States Spend ₦8.2 Trillion—Overshooting Revenue by Nearly 25%

Despite the uptick in revenue, state governments increased their total expenditure to ₦8.2 trillion in 2022—up from ₦6.5 trillion in 2021. This 24.7% increase in spending resulted in a total fiscal deficit of ₦1.6 trillion for the year.

BudgIT’s findings revealed that recurrent expenditure such as wages, pensions, and overhead costs continued to dominate state budgets, leaving little room for capital investment in infrastructure, healthcare, and education.

The group warned that rising expenditure without a commensurate increase in revenue collection undermines the financial autonomy of states and weakens their capacity to deliver long-term development outcomes.

Fiscal Deficits Raise Alarms Over Subnational Debt and Borrowing Trends

The ₦1.6 trillion shortfall recorded in 2022 highlights a widening gap between income and expenditure among Nigeria’s states. To cover these deficits, many states turned to increased borrowing—both domestic and external—further raising the subnational debt profile.

While the report did not provide a breakdown of the debt figures in this section, BudgIT has previously cautioned that excessive reliance on loans to fund recurrent spending poses a serious threat to fiscal sustainability.
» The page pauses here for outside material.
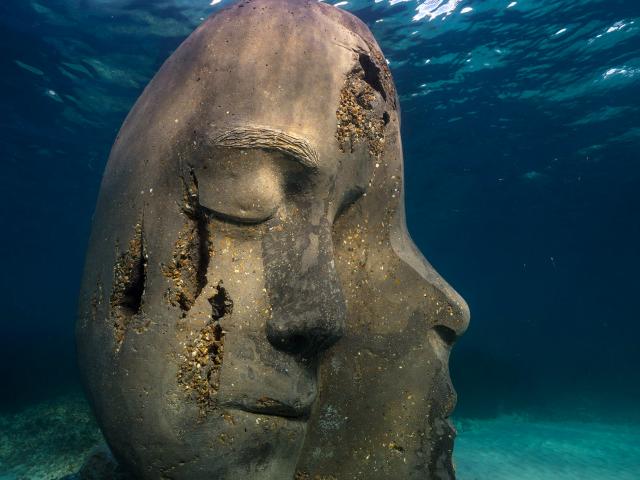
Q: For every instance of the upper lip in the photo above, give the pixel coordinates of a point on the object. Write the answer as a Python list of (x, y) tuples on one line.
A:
[(270, 406)]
In several states, debt service obligations are rising faster than revenue, potentially crowding out critical social and infrastructure investments. Analysts warn that unless fiscal discipline improves, many states could face solvency risks in the years ahead.

Need for Structural Reform in State Public Finance

BudgIT’s 2023 report calls for urgent reforms in how Nigerian states generate and manage public finances. Recommendations include:

  • Expanding the Tax Base: States must implement policies that widen their tax nets beyond formal workers and businesses, particularly by bringing informal sector players into the revenue system.
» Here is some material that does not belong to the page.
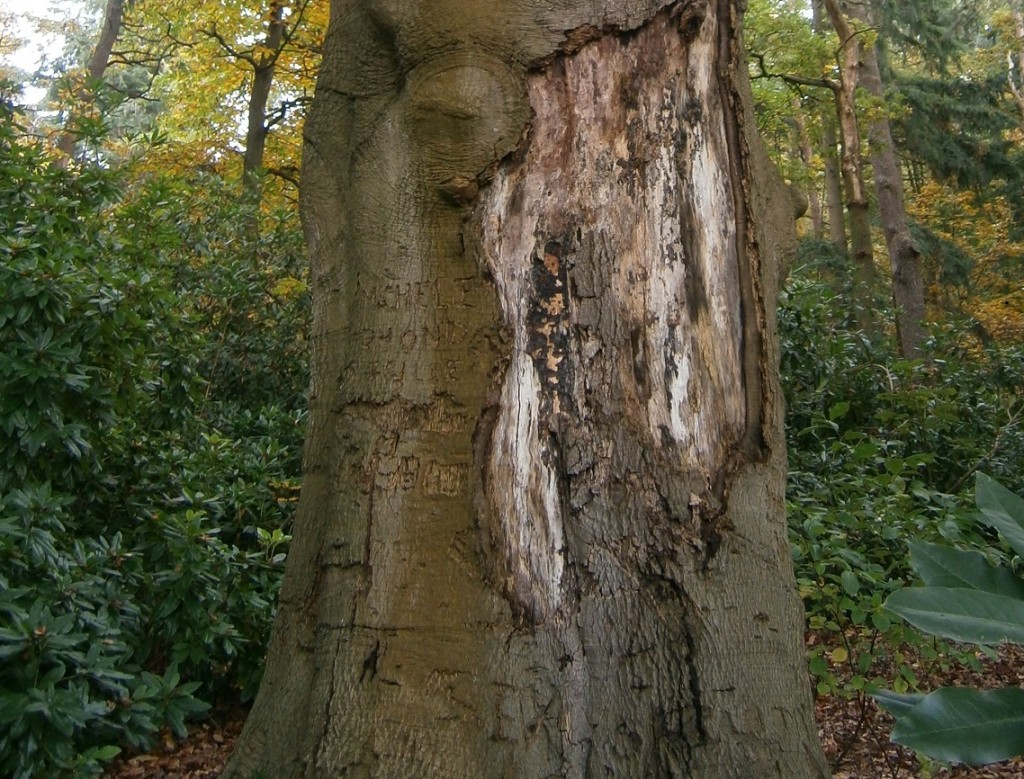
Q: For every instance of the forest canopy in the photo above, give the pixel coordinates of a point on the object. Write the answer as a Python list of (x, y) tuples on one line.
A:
[(155, 328)]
  • Digital Revenue Tracking: Adopting digital tools to monitor and manage tax collection, service fees, and levies can help plug revenue leakages and improve transparency.

  • Prioritizing Capital Expenditure: BudgIT emphasized the importance of channeling more resources into capital projects that boost economic activity and improve public service delivery.
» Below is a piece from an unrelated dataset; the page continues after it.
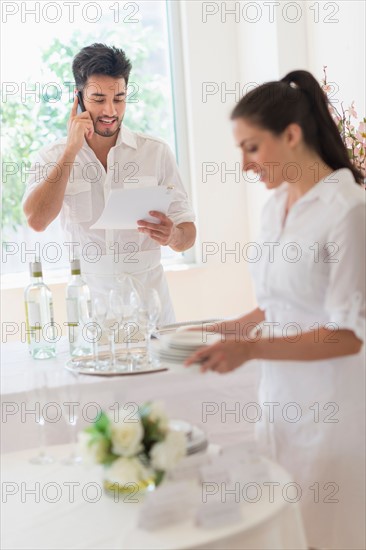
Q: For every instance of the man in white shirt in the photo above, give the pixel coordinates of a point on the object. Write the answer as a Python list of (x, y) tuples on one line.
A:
[(75, 175)]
  • Curbing Recurrent Expenditure: The report also advised states to cut back on bloated administrative costs and implement civil service reforms to reduce overheads.

  • Improved Fiscal Transparency: Publishing budget performance reports, procurement data, and debt obligations would enable citizens and stakeholders to hold state governments accountable.

Regional Variation in Revenue and Fiscal Health

Though the report provided aggregated national figures, it is well established that wide disparities exist in the fiscal performance of individual states. For example:

  • Lagos State, the commercial hub of Nigeria, consistently outperforms others in terms of IGR and budget implementation.

  • Rivers, Ogun, and Delta also maintain relatively strong revenue bases.

  • On the other hand, states like Yobe, Taraba, and Ekiti depend almost entirely on FAAC allocations and remain fiscally fragile.

BudgIT’s report encourages benchmarking and peer learning among states, where stronger performers can share best practices with weaker ones to improve fiscal health across the federation.

Conclusion: Revenue Growth Encouraging, But Spending Still Problematic

The increase in revenue by Nigerian states in 2022 is a positive development, especially the modest gains in internally generated revenue. However, these gains are overshadowed by even faster growth in government spending, leading to an unsustainable fiscal deficit of ₦1.6 trillion.

As Nigeria grapples with broader economic challenges—ranging from inflation and currency depreciation to subsidy reform and declining oil production—the need for more responsible and innovative subnational fiscal management has never been more urgent.

To build resilient, self-sufficient states capable of withstanding economic shocks and delivering on their development mandates, Nigerian states must embrace reforms that prioritize domestic revenue growth, fiscal discipline, transparency, and strategic investment. The alternative is a cycle of debt and dependence that weakens both democracy and development.